A new screen will be opened to setup Routing Access Server and click on Next
Select Custom configuration and click on Next
Select VPN access and NAT and click on Next
Complete the wizard by clicking on Finish
After the wizard is completed a pop up will be shown with the question if you want to Start the Routing and Remote Acess Service. Click on Start Service
Step 5 – Configure Routing and Remote Access
Right click on the server name (VPN) and click on Properties
Navigate to Securitytab and select Allow custom IPsec policy for L2TP/IKev2 connection. In our screenshot section Preshared Key but you have to fill this with a strong password.
Navigate to IPv4. In our setup we do not have a DHCP server, therefore, we have to select the option Static address pool and click on Addto enter your IP address range.
We used the following range:
Start IP address: 10.10.10.1 End IP address: 10.10.10.254 Number of addresses: 254
Click on OK to save the IPv4 range.
Click on OK to apply the changes which we made in the properties of the Routing and Remote Access service. You should get a warning pop up with the information to restart the service click OK.
Step 6 – Configure NAT
Right click on NAT by navigating to Routing and Remote Access -> VPN (server name) -> IPv4 -> NAT and click on New Interface...
A new screen will be opened and select Ethernet and click on OK.
Select Public interface connected to the Internet and select Enable NAT on this Interface
Open Services and Ports tab select VPN Gateway (L2TP/IPsec - running on this server) from the list.

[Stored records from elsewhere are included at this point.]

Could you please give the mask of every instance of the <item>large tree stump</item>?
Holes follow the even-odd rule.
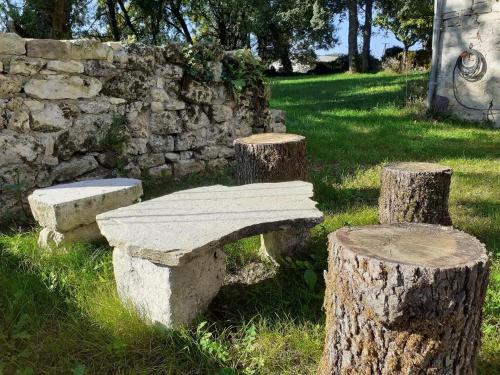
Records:
[[[262,133],[234,141],[236,172],[240,184],[305,180],[306,139],[301,135]],[[293,255],[309,238],[305,229],[286,229],[261,235],[260,250],[277,261]]]
[[[451,227],[330,234],[319,373],[474,374],[488,268],[484,245]]]
[[[384,166],[378,209],[380,223],[451,225],[448,213],[451,173],[450,168],[432,163]]]
[[[306,178],[306,139],[286,133],[262,133],[234,141],[240,184]]]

A new screen will be opened. Edit Private address variable from 0.0.0.0 to 127.0.0.1 and click on OK
Click on OK
Step 7 – Restart Routing and Remote Access
Right click on server name (VPN) and navigate to All Tasks and click on Restart
Step 8 – Windows Firewall
Open Windows Start menu and click on Control Panel
Open System and Security
Open Windows Firewall
Click on Advanced settingsin the left menu
A new screen will be opened and open Inbound Rules
Create a new rule by clicking on New Rule... in the right menu.

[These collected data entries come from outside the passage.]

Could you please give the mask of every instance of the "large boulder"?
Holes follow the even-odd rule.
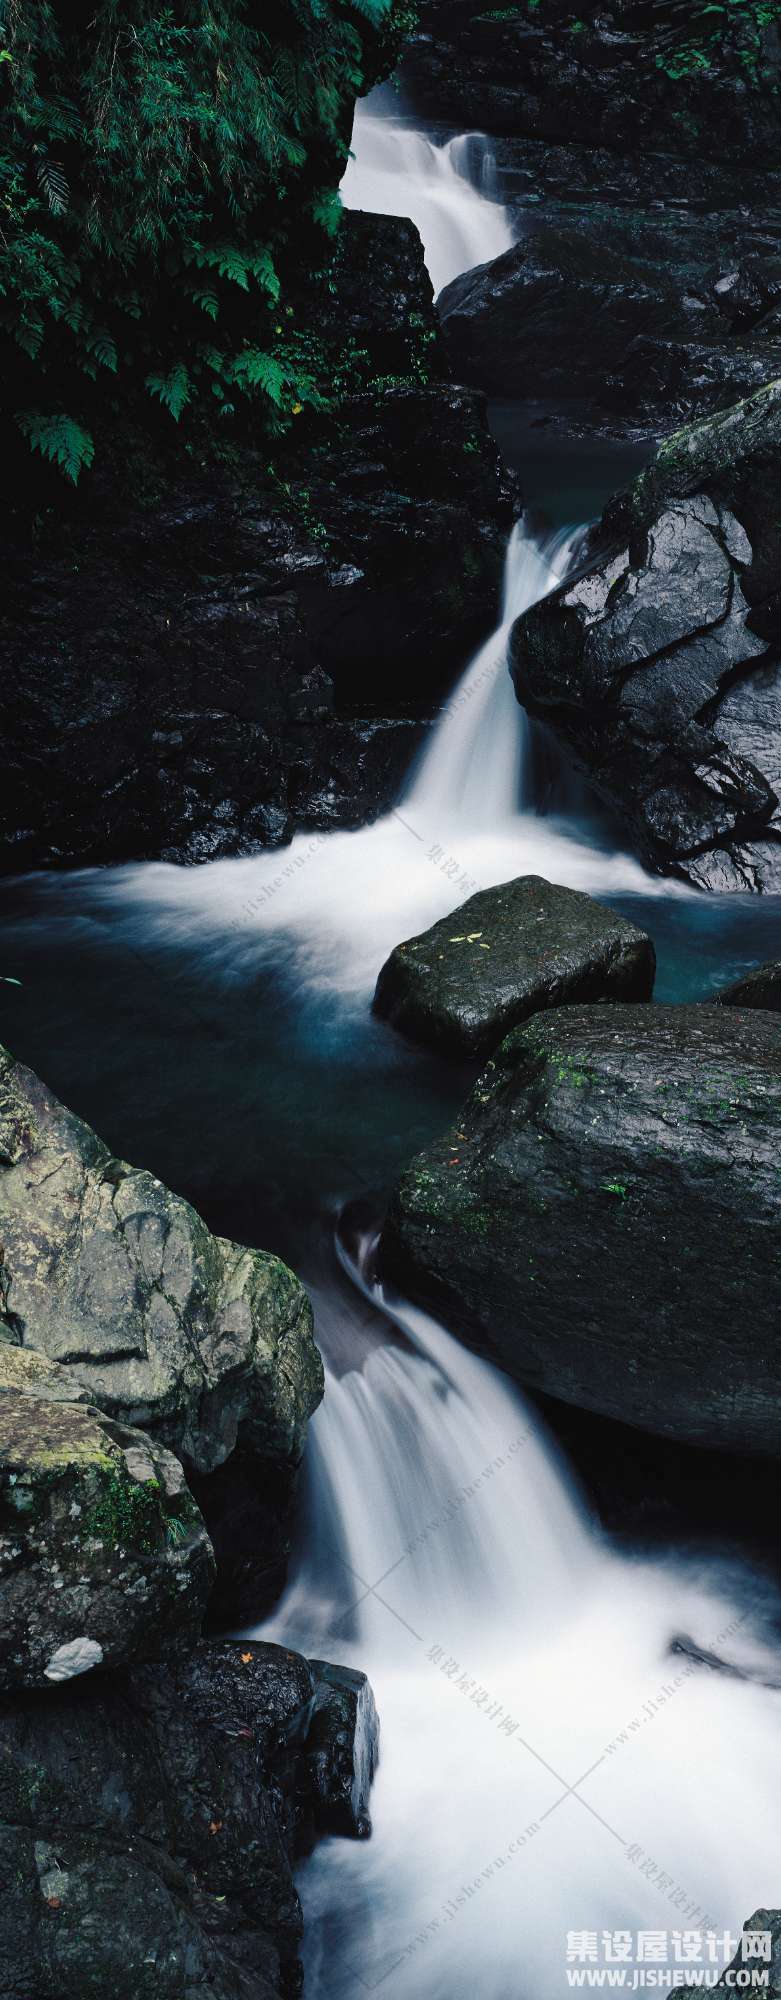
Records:
[[[538,1015],[408,1170],[382,1268],[533,1388],[777,1457],[780,1120],[773,1014]]]
[[[650,1000],[656,955],[626,917],[577,889],[521,875],[481,889],[382,968],[377,1014],[466,1060],[544,1007]]]
[[[0,1342],[0,1688],[192,1644],[213,1576],[173,1454],[91,1409],[56,1362]]]
[[[288,303],[331,407],[273,453],[249,418],[217,454],[123,410],[70,502],[52,474],[45,533],[17,505],[0,868],[364,824],[490,630],[513,503],[482,397],[447,379],[417,231],[345,215]]]
[[[731,986],[722,986],[714,999],[722,1007],[764,1007],[772,1014],[781,1014],[781,959],[771,958],[766,965],[755,965],[742,979],[733,979]]]
[[[278,1257],[212,1236],[5,1050],[0,1245],[5,1339],[183,1460],[218,1544],[221,1615],[260,1616],[323,1392],[303,1286]]]
[[[438,301],[459,380],[658,436],[777,376],[778,230],[747,257],[739,210],[660,217],[645,200],[523,207],[515,246]]]
[[[70,1366],[99,1409],[201,1472],[239,1436],[260,1456],[300,1457],[323,1374],[298,1279],[210,1235],[7,1050],[0,1240],[6,1338]]]
[[[513,631],[520,700],[644,859],[781,886],[781,384],[681,431]]]
[[[3,1992],[298,1992],[292,1864],[336,1830],[329,1760],[368,1768],[376,1754],[361,1675],[344,1740],[328,1748],[321,1675],[343,1671],[278,1646],[202,1644],[165,1667],[0,1703]]]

A new screen will be opened. Select Predefined: Routing and Remote Access and click on Next
Select Routing and Remote Access (L2TP-In) and click on Next
Click on Finish
Verify that the rule is created
Step 9 – Configure User(s)
Before user(s) can start using VPN we have to give them permission to connect.
Right click on the Windows icon and click on Computer Management
Open Local Users and Groups from the left menu and click on Users
You should see a list of users of your server. Right click on the user you want to enable VPN and click on Properties
A new screen will be opened with User Properties. In our example it’s Administrator. Open Dial-Intab and select Allow access
Click on OK and close Computer Management. User Administrator has now the permission to connect to the server via L2TP/IPsec VPN connection.

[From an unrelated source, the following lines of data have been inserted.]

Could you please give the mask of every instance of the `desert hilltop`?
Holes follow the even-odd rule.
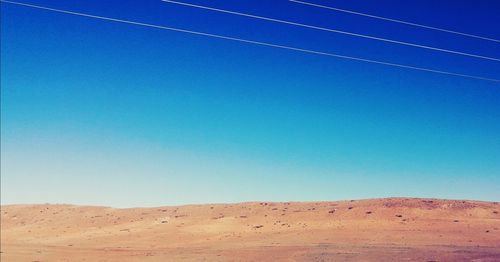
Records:
[[[1,207],[2,261],[500,261],[496,202]]]

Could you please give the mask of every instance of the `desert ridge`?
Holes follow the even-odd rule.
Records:
[[[1,207],[2,261],[500,261],[496,202]]]

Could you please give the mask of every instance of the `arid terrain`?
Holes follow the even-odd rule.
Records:
[[[500,204],[1,207],[1,261],[500,261]]]

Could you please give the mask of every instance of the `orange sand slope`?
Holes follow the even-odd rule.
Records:
[[[1,207],[1,261],[500,261],[500,205],[438,199]]]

Step 10 – Remote Access Management
Open Windows start menu and click on Server Manager.
Navigate to Tools -> Remote Access Management. A new screen will be opened with the Remote Access Dashboard. You can see in our overview that services are running without warnings.
More information regarding Remote Access Management can be found here.
Step 11 – Reboot the server
Open Windows Start menu
Right click on the power icon and click on Restart
Conclusion
Congratulations, you have now configured an L2TP/IPsec VPN on your Windows Server 2016 Standard.